On Fri, May 25, 2018 at 10:49 AM, Frederic Weisbecker
<frederic@xxxxxxxxxx> wrote:
> On Thu, May 17, 2018 at 04:38:52PM +0200, Jiri Olsa wrote:
>> On Fri, May 11, 2018 at 02:23:14PM -0400, Probir Roy wrote:
>> > I am using perf-tool to record memory access to some kernel addresses.
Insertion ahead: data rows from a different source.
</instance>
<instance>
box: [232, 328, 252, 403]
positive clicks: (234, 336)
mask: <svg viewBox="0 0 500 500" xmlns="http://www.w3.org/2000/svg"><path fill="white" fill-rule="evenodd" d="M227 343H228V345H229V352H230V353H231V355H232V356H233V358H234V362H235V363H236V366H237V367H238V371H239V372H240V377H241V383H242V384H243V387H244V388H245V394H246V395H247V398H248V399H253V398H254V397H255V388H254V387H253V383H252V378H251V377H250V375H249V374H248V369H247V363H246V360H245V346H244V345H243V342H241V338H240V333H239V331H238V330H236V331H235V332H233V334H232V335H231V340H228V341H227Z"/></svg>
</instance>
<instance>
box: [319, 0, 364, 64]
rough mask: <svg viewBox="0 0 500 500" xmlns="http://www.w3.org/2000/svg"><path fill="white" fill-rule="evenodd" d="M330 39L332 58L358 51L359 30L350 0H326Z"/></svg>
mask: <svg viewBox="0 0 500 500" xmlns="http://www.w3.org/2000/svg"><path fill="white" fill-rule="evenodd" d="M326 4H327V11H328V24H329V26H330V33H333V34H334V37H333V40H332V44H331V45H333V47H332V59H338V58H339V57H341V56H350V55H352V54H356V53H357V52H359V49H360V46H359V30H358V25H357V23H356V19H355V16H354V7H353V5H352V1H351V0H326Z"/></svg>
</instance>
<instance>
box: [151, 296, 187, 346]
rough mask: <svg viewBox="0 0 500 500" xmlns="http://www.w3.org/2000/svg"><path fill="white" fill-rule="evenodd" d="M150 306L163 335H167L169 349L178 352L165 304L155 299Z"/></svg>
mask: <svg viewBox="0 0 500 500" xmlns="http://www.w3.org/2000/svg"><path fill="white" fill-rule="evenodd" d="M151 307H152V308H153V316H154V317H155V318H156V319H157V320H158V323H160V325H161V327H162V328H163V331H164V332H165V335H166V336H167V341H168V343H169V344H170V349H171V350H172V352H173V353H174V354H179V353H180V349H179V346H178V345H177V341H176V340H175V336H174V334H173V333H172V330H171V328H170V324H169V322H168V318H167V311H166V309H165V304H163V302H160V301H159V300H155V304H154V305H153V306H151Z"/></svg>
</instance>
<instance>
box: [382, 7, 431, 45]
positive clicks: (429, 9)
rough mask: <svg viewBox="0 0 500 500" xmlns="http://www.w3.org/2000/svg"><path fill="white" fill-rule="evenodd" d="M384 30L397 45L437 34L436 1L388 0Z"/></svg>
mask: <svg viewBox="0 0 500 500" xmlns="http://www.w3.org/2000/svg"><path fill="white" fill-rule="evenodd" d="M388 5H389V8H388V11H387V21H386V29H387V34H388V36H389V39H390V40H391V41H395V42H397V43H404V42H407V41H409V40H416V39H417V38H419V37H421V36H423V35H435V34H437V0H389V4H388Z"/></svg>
>> > For some kernel addresses it freezes/lockup the system.
>> >
>> > I am using kernel version 4.15.0 on x86_64 arch. I am running on an
>> > Intel Broadwell machine.
>> >
>> > I am using Intel's PEBS to sample kernel memory access while running a
>> > micro-benchmark (performs repeated file operation) using following
>> > command.
>> >
>> > $ sudo perf mem -t store record
>> >
>> > This records memory references. After that I run a script to set HW
>> > breakpoint at the reference addresses.
>> >
>> > $ sudo timeout 1s perf record -e mem:<0xaddress>:rw
>> >
>> > It causes system hang at some address (for many address perf reports
>> > correctly). Nothing is written in kern.log
>> >
>> >
>> > I have reported it on bugzilla with detail system information:
>> > https://bugzilla.kernel.org/show_bug.cgi?id=199697
>>
>> I managed to reproduce.. in my case it's caused by having rw
>> breakpoint on data which is touched within do_debug routine,
>> and after few nested do_debug I get double fault
>>
>> for example I can reproduce it immediately when setting breakpoint
>> on rdtp->dynticks_nmi_nesting, which is checked in rcu_nmi_enter
>>
>> I have some ugly patch so far that disables breakpoints during
>> do_debug processing.. it seems to fix it on my server, could you
>> try that?
>>
>> thanks,
>> jirka
>>
>>
>> ---
>> diff --git a/arch/x86/kernel/traps.c b/arch/x86/kernel/traps.c
>> index 03f3d7695dac..14d41d59abeb 100644
>> --- a/arch/x86/kernel/traps.c
>> +++ b/arch/x86/kernel/traps.c
>> @@ -721,9 +721,12 @@ dotraplinkage void do_debug(struct pt_regs *regs, long error_code)
>> {
>> struct task_struct *tsk = current;
>> int user_icebp = 0;
>> - unsigned long dr6;
>> + unsigned long dr6, dr7;
>> int si_code;
>>
>> + get_debugreg(dr7, 7);
>> + set_debugreg(0, 7);
>> +
>> ist_enter(regs);
>>
>> get_debugreg(dr6, 6);
>> @@ -818,6 +821,7 @@ dotraplinkage void do_debug(struct pt_regs *regs, long error_code)
>>
>> exit:
>> ist_exit(regs);
>> + set_debugreg(dr7, 7);
>> }
>> NOKPROBE_SYMBOL(do_debug);
>
> I'm not sure how much we touch dr7 while in the do_debug() trap, so we may be leaking
> some modifications on exit.
>
> I think about a simple do_debug() recursion protection. The problem is where we store
> that recursion flag/counter. Ideally I would prefer to have the recursion protection
> before ist_enter() which already touches many key memory data (preempt_mask, rcu_data).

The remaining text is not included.